Tuesday, October 19, 2010
let's shrug off minor incidents, make us both feel proud.
I have to admit that I've been away from stormy weather for so many years that I've forgotten what it feels like to be in such a thing. Rain in Socal is usually light and sporadic, so when it comes in great loads it's discombobulating. I like it a great deal in Ventura, I hated it in LA because that town is NOT built for rain. The irrigation is horrible, LMU always turns into a swamp at the first sign of drizzle (that's how I lost my shoes and nearly got fined returning a soaking wet camera case. that was also the day I had to sit through my film class, in the coldest room on campus, with my clothes soaked through. it was an amusing day, actually, but just a bit frustrating). Anyway, when it really rains in Ventura it's delicious, though always unexpected, and one can see the annoyed effect it has on the people. They're so confused. THEN, yesterday, came a burst of lightning and thunder that shook my house to it's core. Windows rattling and all that. I sat there, thinking there was something I was probably supposed to do, when I heard Melinda, my landlady, in the other room telling one of her pupils (she tutors at the house sometimes) that he should unplug his computer when it thunders. Hahaha. It reminded me of my father's psychotic, frantic unplugging of everything in Texas at the slightest sound of rain. Begrudgingly, I unplugged my laptop, though that turned out to be the last of the lightning for the day.
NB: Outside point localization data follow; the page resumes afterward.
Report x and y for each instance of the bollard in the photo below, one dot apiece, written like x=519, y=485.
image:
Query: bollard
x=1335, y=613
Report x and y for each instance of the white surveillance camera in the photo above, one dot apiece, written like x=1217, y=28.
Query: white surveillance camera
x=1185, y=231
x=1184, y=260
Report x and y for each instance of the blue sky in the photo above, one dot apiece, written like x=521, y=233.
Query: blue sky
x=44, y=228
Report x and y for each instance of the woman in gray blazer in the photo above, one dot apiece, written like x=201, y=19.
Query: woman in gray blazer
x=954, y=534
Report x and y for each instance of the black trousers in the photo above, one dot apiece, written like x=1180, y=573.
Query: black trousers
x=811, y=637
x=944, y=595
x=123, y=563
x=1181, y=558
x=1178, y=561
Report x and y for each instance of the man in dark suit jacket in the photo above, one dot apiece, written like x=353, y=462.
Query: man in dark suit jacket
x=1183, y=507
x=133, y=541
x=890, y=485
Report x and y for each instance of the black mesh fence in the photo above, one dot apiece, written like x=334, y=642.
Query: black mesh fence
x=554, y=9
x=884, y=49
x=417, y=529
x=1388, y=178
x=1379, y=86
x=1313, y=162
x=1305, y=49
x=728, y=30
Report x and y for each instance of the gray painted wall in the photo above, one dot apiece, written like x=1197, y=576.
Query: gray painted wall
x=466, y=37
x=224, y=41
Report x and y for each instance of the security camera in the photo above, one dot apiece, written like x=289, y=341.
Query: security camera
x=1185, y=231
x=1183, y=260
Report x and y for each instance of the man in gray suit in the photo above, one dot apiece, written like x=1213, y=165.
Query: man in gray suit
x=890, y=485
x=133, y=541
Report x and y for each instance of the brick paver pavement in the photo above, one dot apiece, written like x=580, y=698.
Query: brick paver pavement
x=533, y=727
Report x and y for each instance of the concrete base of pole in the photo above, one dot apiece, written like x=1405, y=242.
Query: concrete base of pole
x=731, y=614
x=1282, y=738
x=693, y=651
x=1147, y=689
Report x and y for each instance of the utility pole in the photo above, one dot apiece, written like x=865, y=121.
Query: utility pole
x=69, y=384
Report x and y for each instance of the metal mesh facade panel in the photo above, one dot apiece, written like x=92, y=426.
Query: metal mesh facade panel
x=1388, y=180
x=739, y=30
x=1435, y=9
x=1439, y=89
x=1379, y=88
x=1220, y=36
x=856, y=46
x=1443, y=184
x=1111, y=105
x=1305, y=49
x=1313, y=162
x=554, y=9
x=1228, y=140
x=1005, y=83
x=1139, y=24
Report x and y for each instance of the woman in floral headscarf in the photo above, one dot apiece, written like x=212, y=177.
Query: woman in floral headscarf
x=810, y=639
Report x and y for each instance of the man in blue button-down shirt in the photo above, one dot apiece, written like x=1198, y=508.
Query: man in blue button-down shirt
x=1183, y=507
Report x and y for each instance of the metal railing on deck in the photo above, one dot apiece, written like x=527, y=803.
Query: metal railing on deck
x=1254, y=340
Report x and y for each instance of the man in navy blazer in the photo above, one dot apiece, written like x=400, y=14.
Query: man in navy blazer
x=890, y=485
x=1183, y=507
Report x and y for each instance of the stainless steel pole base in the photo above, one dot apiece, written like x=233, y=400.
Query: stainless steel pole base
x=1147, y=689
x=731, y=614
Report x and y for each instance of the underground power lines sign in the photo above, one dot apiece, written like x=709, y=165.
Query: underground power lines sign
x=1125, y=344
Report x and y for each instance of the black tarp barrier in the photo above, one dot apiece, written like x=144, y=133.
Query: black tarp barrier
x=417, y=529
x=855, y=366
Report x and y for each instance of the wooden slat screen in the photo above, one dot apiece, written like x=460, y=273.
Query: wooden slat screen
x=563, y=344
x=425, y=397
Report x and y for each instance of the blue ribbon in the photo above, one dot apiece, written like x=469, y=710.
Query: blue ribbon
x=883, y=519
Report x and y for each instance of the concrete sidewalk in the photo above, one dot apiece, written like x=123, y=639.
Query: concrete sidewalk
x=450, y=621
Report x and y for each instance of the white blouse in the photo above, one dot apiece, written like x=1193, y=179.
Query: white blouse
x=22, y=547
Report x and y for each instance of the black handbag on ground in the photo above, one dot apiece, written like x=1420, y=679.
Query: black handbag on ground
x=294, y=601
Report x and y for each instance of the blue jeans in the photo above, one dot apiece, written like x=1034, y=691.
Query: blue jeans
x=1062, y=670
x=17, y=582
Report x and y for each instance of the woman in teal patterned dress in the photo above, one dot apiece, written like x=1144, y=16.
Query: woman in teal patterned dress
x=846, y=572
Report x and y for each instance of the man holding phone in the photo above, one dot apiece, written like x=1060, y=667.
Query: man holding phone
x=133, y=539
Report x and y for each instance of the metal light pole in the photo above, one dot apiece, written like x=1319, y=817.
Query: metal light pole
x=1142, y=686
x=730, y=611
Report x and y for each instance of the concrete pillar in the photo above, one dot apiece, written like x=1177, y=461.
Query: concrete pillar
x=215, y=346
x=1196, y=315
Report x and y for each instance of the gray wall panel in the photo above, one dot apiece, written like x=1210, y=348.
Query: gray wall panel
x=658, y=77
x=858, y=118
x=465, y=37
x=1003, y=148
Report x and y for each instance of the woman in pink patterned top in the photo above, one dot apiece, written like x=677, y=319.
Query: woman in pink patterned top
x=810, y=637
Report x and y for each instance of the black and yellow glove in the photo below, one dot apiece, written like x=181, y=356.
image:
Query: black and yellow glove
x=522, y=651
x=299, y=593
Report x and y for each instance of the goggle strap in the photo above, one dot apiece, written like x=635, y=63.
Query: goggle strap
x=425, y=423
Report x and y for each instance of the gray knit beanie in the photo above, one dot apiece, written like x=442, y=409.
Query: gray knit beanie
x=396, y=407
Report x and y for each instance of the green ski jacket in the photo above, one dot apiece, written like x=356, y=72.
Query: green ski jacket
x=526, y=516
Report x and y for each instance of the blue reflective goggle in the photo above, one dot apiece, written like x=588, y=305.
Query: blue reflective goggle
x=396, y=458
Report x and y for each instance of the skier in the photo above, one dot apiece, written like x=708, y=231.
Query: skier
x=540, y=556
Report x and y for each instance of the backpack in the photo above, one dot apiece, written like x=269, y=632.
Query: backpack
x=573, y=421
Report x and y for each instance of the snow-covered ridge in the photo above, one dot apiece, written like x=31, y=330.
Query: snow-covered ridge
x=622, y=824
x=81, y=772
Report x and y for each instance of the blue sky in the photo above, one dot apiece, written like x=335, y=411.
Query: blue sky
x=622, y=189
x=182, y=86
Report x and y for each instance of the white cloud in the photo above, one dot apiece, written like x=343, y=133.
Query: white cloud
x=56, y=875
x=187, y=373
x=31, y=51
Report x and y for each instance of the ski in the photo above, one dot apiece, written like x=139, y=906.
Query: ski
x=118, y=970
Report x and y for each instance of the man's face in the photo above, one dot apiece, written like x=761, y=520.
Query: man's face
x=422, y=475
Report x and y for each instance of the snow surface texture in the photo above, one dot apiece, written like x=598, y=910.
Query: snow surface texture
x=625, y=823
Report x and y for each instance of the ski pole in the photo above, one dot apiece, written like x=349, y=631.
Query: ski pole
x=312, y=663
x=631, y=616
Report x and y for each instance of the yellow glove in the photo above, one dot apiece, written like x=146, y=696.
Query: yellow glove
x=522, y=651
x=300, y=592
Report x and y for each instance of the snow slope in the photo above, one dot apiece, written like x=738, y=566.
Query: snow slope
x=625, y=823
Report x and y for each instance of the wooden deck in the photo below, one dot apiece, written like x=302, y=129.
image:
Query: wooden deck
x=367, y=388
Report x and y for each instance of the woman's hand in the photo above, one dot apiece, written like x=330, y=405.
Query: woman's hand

TODAY however has been interesting-- I worked all day to the tune of vague water pitter-patter (in my back room at my DESK, heck yes), then traversed over here to Coffee Bean. This particular building is somewhat circular, with large windows all the way around. About the time I got here, a lightning storm-- a bona-fide one-- began outside, much to the appreciation of everyone in here. We had pretty much the ideal view of most of the sky, the scattered bolts were all within our line of sight. And there were so many. And it got darker and darker and more and more crackles struck and echoed. The foundations shook, and I have to confess, I actually did feel a little unsettled. I'm too Californian now. Anyway, this went on for about 15 minutes, with the lightning getting closer and closer and louder and louder until BOOM. All of the power in Coffee Bean went out. That's never happened before! To me! In a public place! Well, other than at VC that ONE time, but even then it was ONE lightning strike and dead power for 20 seconds. It took them about 10 minutes here to get the power back. While they were messing with that, what began to fall from the sky? HAIL, children! Real-life tiny hail! I haven't seen hail in... forever. And then it poured rain, glorious rain. By now everyone in here was paying rapt attention to nature's ways, abandoning our useless computers and decaf lattes and gazing at the conflict in the sky. The place was almost completely dark, the usually overpowering lame coffee house music was absent, and the chattery buzz of the coffee bar was gone. Just the sound of water pounding on the roof mixed with the "oohs" and "aahs" of we the spectators. It was a moment of communal awe.
Then, of course, the power returned. The music blared on. Everyone bent back over their projects. If this had been some kind of meeting we would have already forgotten one another's names. I kind of feel like a member of the Breakfast Club come that Monday.
Nature: 1. People: 1 1/2.
Monday, October 18, 2010
Oscar Levant.
I hate men today. For both personal and objective reasons. And women. I hate what women do to themselves.
Also, I hate children. While occasionally amusing, today all I can think when I hear them speak is that they're just miniatures trying so hard to sound like grown-ups. I hate that people are imitative and that children don't know anything except what they're fed by their parents and imitate from their peers (who are only demonstrating their attempts to sound like THEIR parents), resulting in a bunch of fractured, half-baked, and embarrassed little people, the smaller and less educated version of the adults in their lives.
I don't feel like being in the world today. I don't feel like participating.